O verdadeiro tamanho do “grupo China”
Ao reunir a participação individual das principais marcas chinesas, o resultado revela um desempenho expressivo:
- BYD: 4,6% (Bright) | 4,58% (Fenabrave – leves)
- CAOA Chery: 3,2% (Bright – estimativa) | 3,15% (Fenabrave – leves)
- GWM: 2,1% (Bright) | 1,83% (Fenabrave – leves)
- Outras (Jac, Omoda-Jaecoo, etc.): ~0,5% (estimativa)
No total, a participação fica entre 9,8% e 10,4% do mercado, praticamente empatada com a GM (10,2%). Mais do que apenas um número, trata-se de um sinal de maturidade: os chineses deixaram de ser vistos como “novatos” e agora disputam espaço com as marcas que moldaram a indústria automobilística brasileira ao longo do último século.
E esse avanço não pode ser explicado apenas por preços competitivos. Há uma estratégia clara, com duas frentes principais:
- Eletrificação: as marcas chinesas construíram um domínio quase absoluto no segmento de eletrificados. A BYD responde sozinha por cerca de 74% das vendas de carros elétricos (BEVs), enquanto a GWM assumiu a dianteira entre os híbridos plug-in (PHEVs), com destaque para o sucesso do Haval H6. Na prática, foram elas que, junto com a Caoa Chery, criaram o mercado de eletrificação plug-in no Brasil e hoje colhem os frutos de terem saído na frente.
- Produção local: a instalação de fábricas em território brasileiro foi decisiva para reduzir custos e consolidar a presença de longo prazo. A BYD em Camaçari (BA), a GWM em Iracemápolis (SP) e a Chery em Anápolis (GO) mostram que a estratégia vai muito além da importação de modelos prontos. Esses investimentos geram empregos, atraem fornecedores e transmitem confiança ao consumidor e ao governo.
Participação no mercado de eletrificados (agosto/2025)
- BYD: 74% dos BEVs vendidos no Brasil
- GWM: líder em PHEVs com o Haval H6
- CAOA Chery: aposta no híbrido flex e prepara linha renovada
- Omoda & Jaecoo, GAC, Zeekr e Geely: acelerando com modelos plug-in após a estreia
- Outras (Leapmotor): início de operações previsto para 2025/2026
*No total, as chinesas respondem por mais de 8 em cada 10 veículos eletrificados vendidos no país.
Ranking do mercado brasileiro (agosto/2025)
- Fiat – 21,2%
- Volkswagen – 18,3%
- General Motors – 10,2%
- “Grupo China” – 9,9-10,4%
- Hyundai – 7,9%
- Toyota – 7,3%
O ranking deixa claro que, se consideradas como um único grupo, as marcas chinesas já superam rivais tradicionais e se aproximam rapidamente do pódio.

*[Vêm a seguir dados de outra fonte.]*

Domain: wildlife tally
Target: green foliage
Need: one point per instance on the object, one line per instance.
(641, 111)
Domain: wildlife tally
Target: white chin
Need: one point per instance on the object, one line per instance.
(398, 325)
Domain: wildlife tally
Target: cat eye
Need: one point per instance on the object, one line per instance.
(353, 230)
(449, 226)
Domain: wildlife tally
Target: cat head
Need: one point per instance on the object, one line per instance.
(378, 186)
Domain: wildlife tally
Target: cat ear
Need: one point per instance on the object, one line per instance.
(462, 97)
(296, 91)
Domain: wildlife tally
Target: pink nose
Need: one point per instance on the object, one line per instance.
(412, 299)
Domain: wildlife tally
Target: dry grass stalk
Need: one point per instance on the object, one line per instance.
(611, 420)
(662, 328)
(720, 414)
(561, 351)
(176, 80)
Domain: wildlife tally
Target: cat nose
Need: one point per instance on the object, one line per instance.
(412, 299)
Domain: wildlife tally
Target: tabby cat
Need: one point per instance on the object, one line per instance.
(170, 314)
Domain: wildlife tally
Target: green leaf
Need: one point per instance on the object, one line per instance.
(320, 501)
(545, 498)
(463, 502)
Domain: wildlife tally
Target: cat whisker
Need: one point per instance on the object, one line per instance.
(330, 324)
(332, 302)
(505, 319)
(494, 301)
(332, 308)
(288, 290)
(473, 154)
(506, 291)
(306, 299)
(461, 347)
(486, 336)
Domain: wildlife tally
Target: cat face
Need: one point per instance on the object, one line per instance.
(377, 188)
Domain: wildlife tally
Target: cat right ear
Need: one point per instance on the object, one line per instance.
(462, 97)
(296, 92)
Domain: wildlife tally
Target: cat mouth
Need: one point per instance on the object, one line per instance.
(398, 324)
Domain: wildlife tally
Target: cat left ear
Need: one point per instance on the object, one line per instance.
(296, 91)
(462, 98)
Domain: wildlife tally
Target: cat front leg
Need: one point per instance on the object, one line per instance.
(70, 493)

Diferenças entre Fenabrave e Bright
A Bright Consulting apontou 9,9% para o conjunto de marcas chinesas em agosto, enquanto os dados da Fenabrave indicam 10,4%. A diferença, de cerca de 0,5 ponto percentual, pode ser explicada pela metodologia de cálculo — como a inclusão ou exclusão de algumas marcas de nicho. Apesar disso, as duas leituras convergem para a mesma conclusão: a força chinesa no nosso mercado automotivo já é impossível de ignorar.

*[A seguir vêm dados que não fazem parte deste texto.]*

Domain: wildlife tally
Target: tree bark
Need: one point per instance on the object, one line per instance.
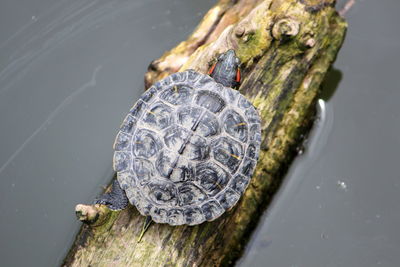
(286, 48)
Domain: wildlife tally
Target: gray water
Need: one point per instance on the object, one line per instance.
(69, 71)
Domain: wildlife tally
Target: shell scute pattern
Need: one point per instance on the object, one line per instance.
(187, 149)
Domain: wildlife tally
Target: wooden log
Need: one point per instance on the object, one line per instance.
(286, 48)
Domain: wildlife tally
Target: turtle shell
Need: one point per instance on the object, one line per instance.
(187, 150)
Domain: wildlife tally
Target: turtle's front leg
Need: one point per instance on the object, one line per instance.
(116, 199)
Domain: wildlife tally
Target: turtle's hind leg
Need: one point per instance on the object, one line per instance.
(116, 199)
(146, 226)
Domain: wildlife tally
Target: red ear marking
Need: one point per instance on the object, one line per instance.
(212, 69)
(238, 75)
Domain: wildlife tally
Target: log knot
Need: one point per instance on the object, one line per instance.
(285, 28)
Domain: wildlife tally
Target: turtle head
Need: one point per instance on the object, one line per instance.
(226, 70)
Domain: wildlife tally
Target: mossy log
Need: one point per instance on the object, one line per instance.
(286, 48)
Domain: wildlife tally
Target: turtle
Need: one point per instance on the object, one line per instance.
(187, 149)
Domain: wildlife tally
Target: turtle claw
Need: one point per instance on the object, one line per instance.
(146, 226)
(115, 200)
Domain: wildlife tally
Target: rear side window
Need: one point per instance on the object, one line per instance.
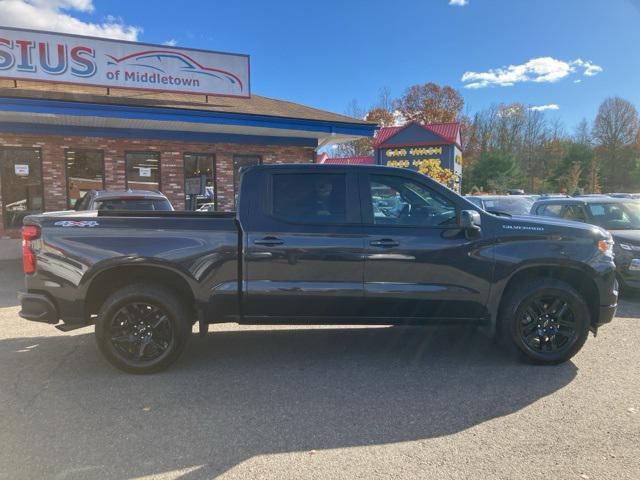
(575, 213)
(550, 210)
(310, 198)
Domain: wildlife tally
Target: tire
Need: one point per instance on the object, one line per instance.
(545, 320)
(142, 328)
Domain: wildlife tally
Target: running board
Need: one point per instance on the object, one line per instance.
(66, 327)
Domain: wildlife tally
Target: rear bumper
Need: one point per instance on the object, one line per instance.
(37, 308)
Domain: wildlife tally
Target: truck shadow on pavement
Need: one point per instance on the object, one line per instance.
(238, 394)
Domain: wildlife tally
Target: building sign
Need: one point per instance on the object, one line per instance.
(411, 157)
(54, 57)
(145, 171)
(21, 170)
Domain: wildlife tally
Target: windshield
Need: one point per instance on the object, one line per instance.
(143, 204)
(511, 205)
(616, 216)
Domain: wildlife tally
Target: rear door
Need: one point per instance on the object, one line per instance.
(419, 264)
(304, 246)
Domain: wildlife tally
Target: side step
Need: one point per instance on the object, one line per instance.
(66, 327)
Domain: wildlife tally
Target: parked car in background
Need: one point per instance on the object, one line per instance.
(621, 216)
(554, 195)
(510, 204)
(142, 200)
(318, 244)
(207, 207)
(634, 196)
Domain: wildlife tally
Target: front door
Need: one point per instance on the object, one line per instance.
(419, 263)
(304, 252)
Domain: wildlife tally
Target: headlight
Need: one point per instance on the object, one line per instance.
(629, 248)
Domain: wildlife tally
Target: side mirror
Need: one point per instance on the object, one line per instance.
(470, 220)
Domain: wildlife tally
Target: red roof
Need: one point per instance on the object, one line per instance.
(448, 131)
(365, 160)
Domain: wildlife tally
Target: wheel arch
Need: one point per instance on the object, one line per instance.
(108, 280)
(574, 276)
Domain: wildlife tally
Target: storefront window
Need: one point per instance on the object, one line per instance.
(143, 170)
(85, 171)
(21, 183)
(241, 161)
(195, 166)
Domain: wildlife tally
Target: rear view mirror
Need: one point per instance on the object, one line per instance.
(470, 219)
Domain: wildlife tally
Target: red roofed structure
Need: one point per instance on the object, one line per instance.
(449, 132)
(410, 146)
(362, 160)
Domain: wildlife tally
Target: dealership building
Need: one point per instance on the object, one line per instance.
(80, 113)
(411, 145)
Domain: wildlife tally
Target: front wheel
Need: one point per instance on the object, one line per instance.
(142, 328)
(547, 320)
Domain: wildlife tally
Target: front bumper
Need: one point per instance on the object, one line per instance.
(37, 308)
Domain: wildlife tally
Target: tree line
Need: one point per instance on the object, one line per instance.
(514, 146)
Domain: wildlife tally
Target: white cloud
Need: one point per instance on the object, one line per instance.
(542, 108)
(54, 15)
(589, 68)
(539, 70)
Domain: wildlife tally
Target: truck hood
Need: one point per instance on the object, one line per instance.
(551, 226)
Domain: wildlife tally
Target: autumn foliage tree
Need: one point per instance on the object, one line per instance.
(430, 103)
(433, 169)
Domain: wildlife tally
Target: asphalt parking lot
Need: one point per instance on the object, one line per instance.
(347, 402)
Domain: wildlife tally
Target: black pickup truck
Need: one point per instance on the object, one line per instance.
(317, 244)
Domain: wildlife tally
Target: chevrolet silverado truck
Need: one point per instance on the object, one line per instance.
(318, 244)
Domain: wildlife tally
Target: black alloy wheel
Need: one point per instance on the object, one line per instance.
(547, 324)
(544, 319)
(141, 332)
(142, 328)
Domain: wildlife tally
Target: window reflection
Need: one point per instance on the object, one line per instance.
(143, 170)
(21, 182)
(85, 171)
(196, 165)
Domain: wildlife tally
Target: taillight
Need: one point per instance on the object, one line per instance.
(29, 233)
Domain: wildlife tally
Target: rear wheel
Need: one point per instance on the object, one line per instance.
(546, 320)
(142, 328)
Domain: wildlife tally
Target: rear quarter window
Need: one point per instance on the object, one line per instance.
(549, 210)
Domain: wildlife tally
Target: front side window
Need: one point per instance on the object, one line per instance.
(143, 170)
(575, 213)
(310, 198)
(399, 201)
(85, 171)
(616, 216)
(550, 210)
(21, 184)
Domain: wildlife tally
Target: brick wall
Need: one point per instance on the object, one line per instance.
(171, 164)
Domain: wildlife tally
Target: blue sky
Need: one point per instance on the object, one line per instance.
(568, 53)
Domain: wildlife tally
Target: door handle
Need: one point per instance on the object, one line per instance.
(269, 241)
(384, 243)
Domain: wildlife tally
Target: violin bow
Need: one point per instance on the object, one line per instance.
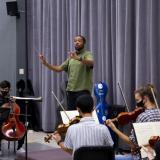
(154, 97)
(124, 99)
(61, 105)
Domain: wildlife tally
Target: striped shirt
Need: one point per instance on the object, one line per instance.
(149, 115)
(87, 133)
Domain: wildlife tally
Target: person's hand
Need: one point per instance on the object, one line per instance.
(135, 149)
(56, 136)
(109, 123)
(73, 55)
(43, 59)
(150, 152)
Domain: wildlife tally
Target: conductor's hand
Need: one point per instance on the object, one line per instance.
(56, 136)
(73, 55)
(42, 59)
(109, 123)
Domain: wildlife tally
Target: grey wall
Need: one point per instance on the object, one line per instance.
(21, 41)
(7, 46)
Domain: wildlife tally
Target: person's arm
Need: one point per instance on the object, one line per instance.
(56, 68)
(88, 62)
(119, 133)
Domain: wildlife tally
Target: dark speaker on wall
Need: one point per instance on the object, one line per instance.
(12, 8)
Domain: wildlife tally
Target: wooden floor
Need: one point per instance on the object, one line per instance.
(35, 142)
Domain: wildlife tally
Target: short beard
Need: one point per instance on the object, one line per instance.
(79, 49)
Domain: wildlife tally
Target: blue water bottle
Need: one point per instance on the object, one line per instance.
(100, 91)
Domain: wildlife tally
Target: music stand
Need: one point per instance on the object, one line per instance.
(27, 100)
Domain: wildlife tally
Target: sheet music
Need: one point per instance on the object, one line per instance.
(75, 113)
(28, 98)
(144, 131)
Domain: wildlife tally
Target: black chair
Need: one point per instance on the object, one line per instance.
(94, 153)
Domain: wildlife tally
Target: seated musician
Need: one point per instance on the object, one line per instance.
(86, 132)
(157, 150)
(143, 98)
(5, 87)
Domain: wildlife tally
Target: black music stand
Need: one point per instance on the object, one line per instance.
(27, 100)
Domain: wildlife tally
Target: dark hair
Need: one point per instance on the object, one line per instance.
(146, 91)
(5, 84)
(83, 38)
(85, 103)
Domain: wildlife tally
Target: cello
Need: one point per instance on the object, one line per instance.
(13, 129)
(62, 128)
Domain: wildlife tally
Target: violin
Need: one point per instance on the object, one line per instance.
(13, 129)
(124, 118)
(62, 128)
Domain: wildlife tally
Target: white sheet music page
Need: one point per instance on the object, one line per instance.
(144, 131)
(74, 113)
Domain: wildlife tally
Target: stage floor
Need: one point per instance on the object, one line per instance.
(35, 145)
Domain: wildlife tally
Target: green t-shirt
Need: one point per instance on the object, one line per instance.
(79, 74)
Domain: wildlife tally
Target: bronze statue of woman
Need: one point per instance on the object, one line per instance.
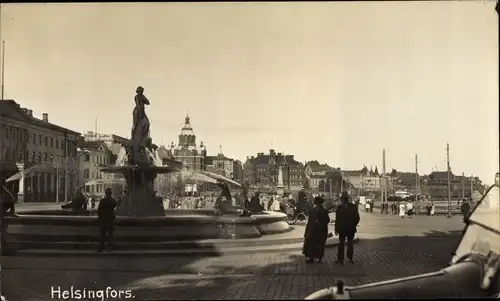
(139, 110)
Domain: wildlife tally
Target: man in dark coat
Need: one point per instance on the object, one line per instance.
(255, 205)
(465, 209)
(106, 219)
(346, 221)
(316, 232)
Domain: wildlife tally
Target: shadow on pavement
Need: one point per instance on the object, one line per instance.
(262, 276)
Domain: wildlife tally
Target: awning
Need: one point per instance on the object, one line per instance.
(37, 168)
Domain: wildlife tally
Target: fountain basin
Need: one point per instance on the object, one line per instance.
(177, 230)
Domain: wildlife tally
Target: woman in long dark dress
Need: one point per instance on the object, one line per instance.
(316, 232)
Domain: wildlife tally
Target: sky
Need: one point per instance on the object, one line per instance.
(336, 82)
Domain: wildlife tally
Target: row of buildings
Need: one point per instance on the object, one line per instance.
(369, 181)
(70, 159)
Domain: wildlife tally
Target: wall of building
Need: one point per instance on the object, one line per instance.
(27, 141)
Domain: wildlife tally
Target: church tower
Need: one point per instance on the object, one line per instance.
(187, 138)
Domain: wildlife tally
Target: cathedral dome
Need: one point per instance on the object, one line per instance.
(187, 129)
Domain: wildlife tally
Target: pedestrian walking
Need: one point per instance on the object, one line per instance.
(346, 221)
(316, 232)
(106, 219)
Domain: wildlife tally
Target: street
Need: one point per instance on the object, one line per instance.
(389, 247)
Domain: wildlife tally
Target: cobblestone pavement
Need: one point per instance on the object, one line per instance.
(390, 247)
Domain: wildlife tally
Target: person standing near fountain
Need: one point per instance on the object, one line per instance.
(106, 219)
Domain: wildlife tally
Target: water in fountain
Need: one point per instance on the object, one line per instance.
(121, 158)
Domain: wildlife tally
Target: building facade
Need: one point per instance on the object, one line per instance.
(317, 174)
(187, 152)
(437, 185)
(45, 152)
(93, 156)
(109, 139)
(261, 171)
(231, 168)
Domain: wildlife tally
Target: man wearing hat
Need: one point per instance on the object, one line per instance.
(346, 221)
(106, 219)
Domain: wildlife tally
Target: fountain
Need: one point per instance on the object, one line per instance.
(142, 222)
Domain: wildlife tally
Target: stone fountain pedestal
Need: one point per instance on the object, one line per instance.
(141, 199)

Principais fábricas chinesas no Brasil
- BYD — Camaçari (BA): produção de híbridos plug-in, elétricos; início em breve
- GWM — Iracemápolis (SP): SUV híbrido Haval H6, H9 e futuros híbridos; expansão em andamento
- CAOA Chery — Anápolis (GO): modelos a combustão, híbridos e previsão de novos eletrificados
*A produção local é parte central da estratégia: reduz custos de importação, fortalece a cadeia de fornecedores e mostra que a aposta chinesa é de longo prazo.
O que vem pela frente
Com novos lançamentos e crescimento de marcas como GAC, Geely, Omoda-Jaecoo e Zeekr, nos próximos meses e fábricas ainda ampliando sua capacidade, a tendência é de crescimento acelerado. Além disso, a procura por eletrificados avança em ritmo mais acelerado que o mercado geral, o que favorece diretamente os chineses. A expectativa é que, em breve, o “grupo China” ultrapasse a GM e se consolide como a terceira maior força do mercado nacional, transformando de forma irreversível o cenário automotivo.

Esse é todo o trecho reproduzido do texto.